I had three jobs, and it still wasn't enough.
My time had stretched out in so many unusual ways that I began to make less money, while managing to be more mentally, emotionally and physically involved in work. And making less just made me angry at myself for not doing enough.
Turns out, beating yourself up for not doing enough, while simultaneously doing too much, is not sustainable.
I have been riding an emotional rollercoaster for three months - some days are amazing and filled with gratitude for these opportunities. But some days I cry about money, sleep, sex, yoga, cleanliness, and the indomitable acne on my face so often that I have my grievances memorized.
But each job had something to it that I cherished, and I didn't want to have to quit something because "I couldn't handle it."
On a side note - isn't it insane when you feel chastised for putting yourself and your well-being before something like a job or other obligation? Imagine this in my best whiny voice: it's just not fair!
So I had to let myself let myself go.
I realized that of the three jobs, I could leave the desk work at the yoga studio and still keep the relationship going with the community there. So, I did the bravest thing I've ever done and I sent a nice email to say I was quitting (jk, about the bravery guys).

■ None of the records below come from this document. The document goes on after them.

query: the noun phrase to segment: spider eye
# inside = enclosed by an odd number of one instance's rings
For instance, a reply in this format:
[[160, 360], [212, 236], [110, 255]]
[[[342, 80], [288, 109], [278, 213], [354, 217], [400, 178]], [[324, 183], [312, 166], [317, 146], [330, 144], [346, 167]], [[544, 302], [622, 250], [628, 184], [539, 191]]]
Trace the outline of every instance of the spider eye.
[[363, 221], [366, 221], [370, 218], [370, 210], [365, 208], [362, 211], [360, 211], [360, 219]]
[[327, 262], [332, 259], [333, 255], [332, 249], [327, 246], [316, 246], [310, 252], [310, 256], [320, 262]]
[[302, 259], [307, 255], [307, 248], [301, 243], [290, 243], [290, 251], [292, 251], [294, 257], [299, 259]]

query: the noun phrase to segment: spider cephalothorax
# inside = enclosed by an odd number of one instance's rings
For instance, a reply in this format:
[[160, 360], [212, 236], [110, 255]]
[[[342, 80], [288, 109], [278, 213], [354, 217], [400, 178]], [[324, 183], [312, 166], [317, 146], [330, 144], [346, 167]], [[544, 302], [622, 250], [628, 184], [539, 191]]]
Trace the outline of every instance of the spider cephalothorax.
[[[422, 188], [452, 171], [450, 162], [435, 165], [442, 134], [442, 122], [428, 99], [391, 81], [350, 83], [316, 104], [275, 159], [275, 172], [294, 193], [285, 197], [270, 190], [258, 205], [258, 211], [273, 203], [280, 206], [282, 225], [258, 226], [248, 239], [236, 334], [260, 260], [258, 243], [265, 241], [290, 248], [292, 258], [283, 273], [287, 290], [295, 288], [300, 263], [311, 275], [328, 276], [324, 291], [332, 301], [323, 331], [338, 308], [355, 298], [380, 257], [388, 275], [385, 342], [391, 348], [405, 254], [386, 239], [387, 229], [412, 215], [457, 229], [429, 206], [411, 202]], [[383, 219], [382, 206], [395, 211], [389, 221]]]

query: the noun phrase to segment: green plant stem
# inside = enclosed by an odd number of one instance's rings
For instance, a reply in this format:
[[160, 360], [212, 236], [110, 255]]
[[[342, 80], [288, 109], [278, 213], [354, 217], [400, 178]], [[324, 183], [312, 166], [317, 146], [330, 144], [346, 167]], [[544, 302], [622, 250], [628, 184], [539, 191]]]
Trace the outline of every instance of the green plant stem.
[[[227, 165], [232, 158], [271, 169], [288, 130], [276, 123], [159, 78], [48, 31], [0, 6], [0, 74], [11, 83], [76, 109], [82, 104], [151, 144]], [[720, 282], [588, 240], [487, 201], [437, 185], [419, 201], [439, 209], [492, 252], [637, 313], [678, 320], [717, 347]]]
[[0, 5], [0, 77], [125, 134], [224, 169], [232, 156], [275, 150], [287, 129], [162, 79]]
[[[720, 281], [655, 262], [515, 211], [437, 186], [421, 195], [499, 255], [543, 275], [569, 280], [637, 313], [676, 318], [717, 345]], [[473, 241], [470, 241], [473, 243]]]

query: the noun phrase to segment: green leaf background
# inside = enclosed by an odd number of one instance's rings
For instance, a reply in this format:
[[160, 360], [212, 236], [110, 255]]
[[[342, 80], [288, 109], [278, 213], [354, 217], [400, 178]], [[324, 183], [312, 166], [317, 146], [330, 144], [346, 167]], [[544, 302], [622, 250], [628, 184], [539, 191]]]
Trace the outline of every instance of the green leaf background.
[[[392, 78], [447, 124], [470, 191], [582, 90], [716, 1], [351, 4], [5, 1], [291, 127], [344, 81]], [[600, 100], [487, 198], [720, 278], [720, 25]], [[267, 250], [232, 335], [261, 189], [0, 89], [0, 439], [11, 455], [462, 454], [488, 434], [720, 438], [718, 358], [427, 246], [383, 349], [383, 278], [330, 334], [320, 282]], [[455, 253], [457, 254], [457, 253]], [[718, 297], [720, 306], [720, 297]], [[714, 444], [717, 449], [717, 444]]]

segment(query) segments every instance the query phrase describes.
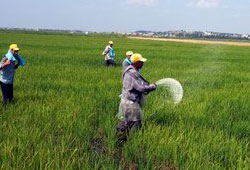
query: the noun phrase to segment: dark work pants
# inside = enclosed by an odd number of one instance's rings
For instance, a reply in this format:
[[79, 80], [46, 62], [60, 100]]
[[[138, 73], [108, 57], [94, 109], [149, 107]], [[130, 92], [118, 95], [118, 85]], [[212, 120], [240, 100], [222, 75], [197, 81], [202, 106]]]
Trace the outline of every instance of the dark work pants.
[[3, 104], [12, 102], [13, 100], [13, 84], [4, 84], [1, 82], [1, 89], [3, 94]]
[[129, 121], [127, 123], [122, 121], [116, 126], [116, 130], [118, 132], [128, 133], [129, 131], [135, 131], [136, 129], [140, 129], [141, 126], [141, 121]]
[[139, 121], [129, 121], [129, 122], [120, 122], [116, 126], [117, 133], [117, 145], [122, 146], [127, 141], [127, 135], [131, 132], [134, 132], [142, 127], [141, 120]]
[[114, 66], [115, 62], [114, 62], [114, 60], [106, 60], [105, 64], [106, 64], [107, 67], [109, 67], [110, 65]]

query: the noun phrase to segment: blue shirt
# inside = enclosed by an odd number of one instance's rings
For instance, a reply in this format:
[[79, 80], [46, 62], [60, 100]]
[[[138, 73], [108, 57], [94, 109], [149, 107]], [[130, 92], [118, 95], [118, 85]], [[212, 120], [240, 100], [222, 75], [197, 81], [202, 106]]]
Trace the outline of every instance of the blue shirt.
[[125, 71], [128, 66], [130, 66], [132, 62], [130, 59], [126, 58], [122, 63], [122, 70]]
[[6, 60], [10, 60], [10, 65], [4, 67], [1, 70], [1, 79], [0, 81], [4, 84], [13, 84], [13, 79], [14, 79], [14, 73], [15, 73], [15, 62], [16, 60], [19, 60], [20, 62], [20, 57], [14, 57], [11, 51], [8, 51], [8, 53], [5, 55], [4, 61], [2, 61], [1, 64], [5, 63]]
[[115, 59], [115, 50], [114, 50], [114, 48], [111, 48], [111, 49], [110, 49], [109, 54], [110, 54], [110, 58], [111, 58], [112, 60], [114, 60], [114, 59]]
[[131, 60], [130, 60], [130, 59], [128, 59], [128, 58], [126, 58], [126, 59], [125, 59], [125, 61], [126, 61], [129, 65], [131, 65], [131, 64], [132, 64]]

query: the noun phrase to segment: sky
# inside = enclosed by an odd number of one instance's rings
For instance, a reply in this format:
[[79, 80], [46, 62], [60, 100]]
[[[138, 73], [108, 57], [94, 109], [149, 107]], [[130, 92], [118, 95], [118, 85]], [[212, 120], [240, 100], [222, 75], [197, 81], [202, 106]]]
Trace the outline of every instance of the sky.
[[2, 0], [0, 27], [250, 34], [250, 0]]

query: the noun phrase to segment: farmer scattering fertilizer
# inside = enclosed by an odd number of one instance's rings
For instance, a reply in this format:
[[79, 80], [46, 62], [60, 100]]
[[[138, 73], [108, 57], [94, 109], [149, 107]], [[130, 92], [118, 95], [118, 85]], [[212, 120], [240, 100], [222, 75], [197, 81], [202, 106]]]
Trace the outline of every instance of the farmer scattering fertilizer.
[[139, 73], [146, 59], [140, 54], [133, 54], [130, 58], [132, 65], [123, 72], [123, 88], [120, 108], [123, 120], [117, 125], [118, 145], [122, 145], [129, 131], [142, 126], [142, 102], [144, 95], [156, 89], [155, 84], [149, 84]]

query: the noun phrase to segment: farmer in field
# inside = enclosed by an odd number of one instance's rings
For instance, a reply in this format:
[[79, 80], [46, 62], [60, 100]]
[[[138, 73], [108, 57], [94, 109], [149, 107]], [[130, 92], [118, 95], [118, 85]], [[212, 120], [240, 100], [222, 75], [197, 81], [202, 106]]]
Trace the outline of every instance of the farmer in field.
[[131, 58], [132, 55], [133, 55], [132, 51], [127, 51], [126, 52], [126, 58], [125, 58], [125, 60], [122, 63], [122, 70], [123, 71], [125, 71], [126, 68], [132, 64], [132, 62], [130, 60], [130, 58]]
[[109, 41], [109, 45], [106, 46], [105, 50], [102, 53], [102, 55], [105, 56], [105, 64], [107, 67], [109, 67], [110, 65], [115, 65], [115, 51], [113, 45], [113, 41]]
[[[13, 101], [13, 79], [15, 69], [19, 67], [22, 62], [20, 55], [18, 54], [19, 48], [17, 44], [11, 44], [9, 51], [4, 56], [0, 63], [1, 73], [1, 90], [3, 95], [3, 105], [7, 102]], [[17, 62], [17, 64], [16, 64]]]
[[133, 54], [130, 58], [132, 64], [123, 72], [123, 88], [121, 109], [124, 115], [123, 120], [117, 125], [118, 145], [127, 140], [127, 133], [142, 126], [142, 104], [143, 96], [156, 89], [155, 84], [149, 84], [139, 73], [146, 58], [141, 54]]

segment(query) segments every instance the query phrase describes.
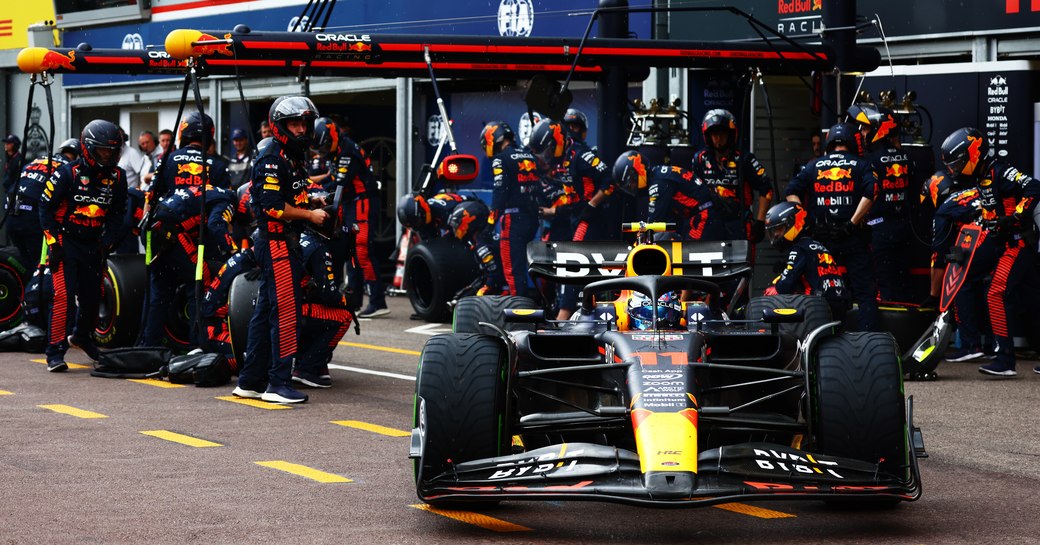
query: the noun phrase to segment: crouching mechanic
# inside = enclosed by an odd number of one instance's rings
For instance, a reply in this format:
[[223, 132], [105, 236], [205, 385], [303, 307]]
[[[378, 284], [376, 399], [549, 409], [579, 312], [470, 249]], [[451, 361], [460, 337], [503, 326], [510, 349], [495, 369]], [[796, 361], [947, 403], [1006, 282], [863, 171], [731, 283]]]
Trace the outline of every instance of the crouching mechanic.
[[[138, 343], [157, 346], [163, 338], [164, 324], [169, 318], [170, 294], [194, 278], [199, 261], [199, 212], [202, 208], [201, 186], [180, 186], [159, 201], [149, 225], [155, 258], [149, 267], [148, 312]], [[235, 210], [234, 193], [206, 186], [206, 239], [205, 245], [214, 250], [212, 255], [222, 258], [236, 250], [231, 238], [231, 218]], [[202, 263], [202, 281], [210, 279], [206, 257]], [[195, 298], [188, 298], [188, 315], [195, 318]], [[195, 338], [192, 328], [190, 343], [201, 346], [203, 339]]]
[[483, 272], [483, 278], [474, 282], [476, 286], [502, 286], [505, 279], [488, 228], [489, 216], [490, 211], [483, 201], [454, 193], [441, 193], [430, 198], [405, 195], [397, 203], [397, 219], [401, 225], [418, 231], [422, 240], [437, 238], [447, 232], [476, 252]]
[[831, 315], [843, 320], [852, 300], [845, 287], [845, 268], [820, 242], [809, 236], [808, 213], [802, 205], [782, 202], [766, 212], [766, 236], [780, 251], [787, 251], [787, 264], [766, 295], [820, 295], [831, 307]]
[[[332, 256], [325, 244], [319, 237], [305, 232], [300, 236], [300, 248], [310, 280], [306, 283], [305, 302], [302, 304], [304, 326], [300, 344], [303, 348], [296, 360], [292, 380], [314, 388], [328, 388], [332, 386], [328, 364], [332, 361], [333, 350], [351, 322], [355, 324], [355, 331], [359, 327], [354, 314], [346, 308], [346, 298], [336, 289]], [[250, 274], [259, 278], [259, 272], [252, 248], [240, 250], [220, 268], [202, 299], [206, 351], [224, 354], [235, 372], [239, 362], [228, 330], [228, 295], [236, 277], [245, 273], [247, 278]]]
[[268, 114], [274, 141], [253, 167], [252, 201], [258, 240], [260, 293], [249, 321], [246, 357], [238, 373], [238, 397], [273, 403], [303, 403], [292, 387], [300, 338], [304, 279], [299, 234], [302, 222], [324, 224], [329, 215], [311, 209], [304, 171], [318, 109], [310, 99], [280, 97]]
[[[69, 344], [93, 360], [99, 355], [92, 336], [101, 275], [126, 208], [126, 174], [116, 166], [122, 147], [119, 127], [91, 121], [80, 135], [81, 157], [58, 168], [40, 198], [40, 225], [54, 282], [46, 350], [50, 372], [68, 369]], [[73, 312], [74, 322], [69, 319]]]

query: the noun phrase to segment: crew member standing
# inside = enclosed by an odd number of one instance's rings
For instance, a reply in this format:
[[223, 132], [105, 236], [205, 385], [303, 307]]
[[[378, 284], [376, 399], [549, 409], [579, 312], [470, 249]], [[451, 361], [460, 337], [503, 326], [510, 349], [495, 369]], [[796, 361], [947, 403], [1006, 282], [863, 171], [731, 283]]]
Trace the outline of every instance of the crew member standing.
[[909, 301], [913, 246], [910, 225], [910, 180], [913, 161], [899, 144], [899, 123], [887, 108], [856, 104], [848, 111], [866, 148], [864, 158], [878, 180], [877, 199], [867, 215], [871, 227], [878, 291], [884, 301]]
[[682, 240], [721, 240], [725, 226], [715, 214], [719, 197], [697, 183], [693, 171], [677, 165], [647, 166], [638, 151], [622, 153], [614, 163], [618, 187], [635, 194], [647, 187], [648, 219], [675, 223]]
[[[513, 129], [504, 121], [491, 121], [480, 132], [480, 147], [491, 158], [494, 186], [491, 211], [499, 222], [498, 255], [511, 295], [527, 296], [527, 243], [538, 233], [541, 189], [534, 156], [516, 147]], [[502, 293], [503, 286], [485, 286], [488, 295]]]
[[13, 189], [14, 198], [7, 210], [7, 233], [18, 248], [24, 264], [40, 262], [43, 249], [43, 228], [40, 227], [40, 195], [54, 171], [62, 165], [79, 158], [79, 139], [69, 138], [58, 146], [58, 151], [49, 158], [29, 163], [22, 170], [18, 185]]
[[[737, 120], [726, 110], [709, 110], [701, 122], [704, 149], [693, 156], [693, 175], [720, 197], [716, 214], [726, 227], [725, 239], [757, 243], [765, 233], [763, 220], [773, 185], [753, 153], [737, 149]], [[752, 220], [752, 192], [758, 207]]]
[[867, 213], [877, 198], [877, 178], [867, 161], [853, 153], [858, 149], [855, 127], [831, 127], [827, 155], [806, 163], [787, 185], [785, 196], [805, 207], [816, 239], [845, 267], [859, 305], [859, 329], [878, 331], [877, 281], [866, 227]]
[[[982, 221], [990, 226], [971, 263], [972, 269], [993, 270], [986, 303], [996, 357], [979, 367], [979, 372], [1013, 377], [1017, 374], [1011, 339], [1017, 319], [1015, 302], [1026, 295], [1020, 288], [1036, 259], [1036, 241], [1027, 244], [1026, 239], [1033, 234], [1033, 208], [1040, 198], [1040, 181], [990, 156], [986, 137], [972, 127], [954, 131], [940, 150], [951, 175], [976, 184]], [[1034, 293], [1035, 289], [1031, 287]]]
[[[333, 252], [337, 280], [343, 262], [353, 254], [349, 267], [349, 286], [355, 301], [361, 302], [364, 287], [368, 287], [368, 305], [358, 313], [360, 318], [378, 318], [390, 314], [386, 306], [386, 288], [379, 278], [382, 260], [375, 249], [375, 225], [379, 219], [379, 182], [372, 173], [365, 152], [346, 133], [346, 127], [323, 117], [314, 124], [314, 147], [324, 155], [324, 164], [330, 170], [325, 188], [334, 193], [342, 188], [340, 209], [342, 218], [341, 242]], [[355, 262], [356, 261], [356, 262]]]
[[307, 396], [292, 387], [300, 337], [301, 222], [322, 225], [328, 214], [310, 208], [304, 170], [318, 109], [310, 99], [283, 96], [268, 114], [274, 140], [253, 167], [253, 215], [258, 240], [260, 292], [249, 321], [246, 357], [234, 395], [273, 403], [303, 403]]
[[[126, 175], [116, 166], [122, 148], [119, 127], [91, 121], [80, 135], [81, 157], [60, 167], [40, 198], [40, 224], [54, 282], [46, 350], [51, 372], [68, 369], [69, 344], [98, 358], [93, 333], [105, 254], [119, 235], [126, 207]], [[75, 320], [70, 320], [73, 313]]]

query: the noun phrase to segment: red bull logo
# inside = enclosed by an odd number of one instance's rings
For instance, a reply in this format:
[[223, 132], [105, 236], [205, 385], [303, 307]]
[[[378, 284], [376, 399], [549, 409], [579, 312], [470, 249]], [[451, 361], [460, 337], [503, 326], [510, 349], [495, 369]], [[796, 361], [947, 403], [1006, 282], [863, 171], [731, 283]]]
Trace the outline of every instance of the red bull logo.
[[177, 174], [191, 174], [192, 176], [198, 176], [199, 174], [202, 174], [202, 165], [198, 163], [177, 165]]
[[77, 206], [73, 213], [77, 216], [100, 218], [105, 215], [105, 210], [96, 204], [89, 204], [87, 206]]
[[899, 163], [896, 163], [896, 164], [894, 164], [894, 165], [892, 165], [890, 167], [886, 167], [885, 168], [885, 174], [889, 178], [899, 178], [900, 176], [903, 176], [903, 175], [906, 174], [906, 167], [901, 165], [901, 164], [899, 164]]
[[534, 170], [537, 168], [537, 166], [534, 164], [534, 161], [530, 159], [524, 159], [523, 161], [520, 161], [517, 167], [519, 167], [522, 172], [534, 172]]
[[[225, 34], [224, 40], [230, 40], [231, 34]], [[222, 42], [222, 43], [207, 43], [203, 45], [195, 45], [192, 47], [192, 55], [196, 57], [208, 57], [210, 55], [224, 55], [227, 57], [233, 56], [235, 53], [231, 51], [231, 44], [223, 42], [220, 38], [210, 34], [199, 34], [199, 37], [195, 39], [195, 43], [198, 42]]]
[[816, 173], [817, 180], [846, 180], [852, 177], [852, 171], [846, 168], [831, 167]]
[[358, 53], [363, 53], [365, 51], [372, 51], [372, 46], [366, 44], [365, 42], [354, 42], [350, 44], [350, 47], [348, 47], [347, 49], [351, 51], [357, 51]]
[[735, 198], [737, 198], [737, 192], [736, 191], [733, 191], [732, 189], [730, 189], [728, 187], [721, 186], [721, 185], [715, 187], [715, 192], [718, 193], [720, 197], [725, 197], [727, 199], [735, 199]]
[[72, 63], [75, 62], [75, 60], [75, 51], [69, 51], [68, 54], [62, 55], [61, 53], [58, 53], [56, 51], [48, 50], [46, 53], [43, 54], [43, 57], [40, 59], [39, 67], [40, 70], [46, 71], [53, 71], [57, 70], [58, 68], [63, 68], [65, 70], [75, 72], [76, 67], [72, 65]]

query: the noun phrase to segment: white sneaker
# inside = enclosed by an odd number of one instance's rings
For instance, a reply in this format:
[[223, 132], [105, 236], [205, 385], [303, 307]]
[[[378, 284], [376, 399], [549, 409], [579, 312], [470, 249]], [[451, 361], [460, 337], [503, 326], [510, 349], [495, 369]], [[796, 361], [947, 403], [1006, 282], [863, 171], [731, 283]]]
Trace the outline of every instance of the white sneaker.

Honestly, I could have done it in person, but every time I had a moment to do it, my courage disappeared and I realized how much I would probably have to cry before spitting it all out. I saved the waterworks and made the slightly unprofessional move of writing it all in an email.
I also feared that my decision to work as a volunteer (where I clean puddles of sweat in exchange for free yoga), wouldn't be enough to keep me as a part of the community. I didn't want to disappoint, so I kept putting it off. But when I finally sent that email...I was met with kindness.
There was so much more grace available to me than I had thought. My boss is a compassionate, nurturing woman who had my back 100%.
So I'm happy to say that my final day at the yoga studio front desk is next week! This was the first time I have ever quit a job without having "I'm moving" as the excuse, and it took a lot to admit that I just needed a break.
I'm so grateful to the time I spent at the desk there, where I was able to rebuild my confidence and start laying some roots here in Los Angeles. I actually think I have to thank my yoga studio for instilling the drive to put myself out there and apply to The Good Trade.
And now, to you.
What is it that you are holding on to right now that isn't serving you? Is there something you're hesitant to let go of?
If there is, give yourself boatloads of love and mountains of grace & self-forgiveness as you begin the process of letting it go. None of us can just "flip the switch" and become the perfect version of ourselves living the perfect version of our lives, so don't burden yourself with that expectation.
So let me know - is there something like this in your life right now? And how do you make the decision of when to hang on and when to let go?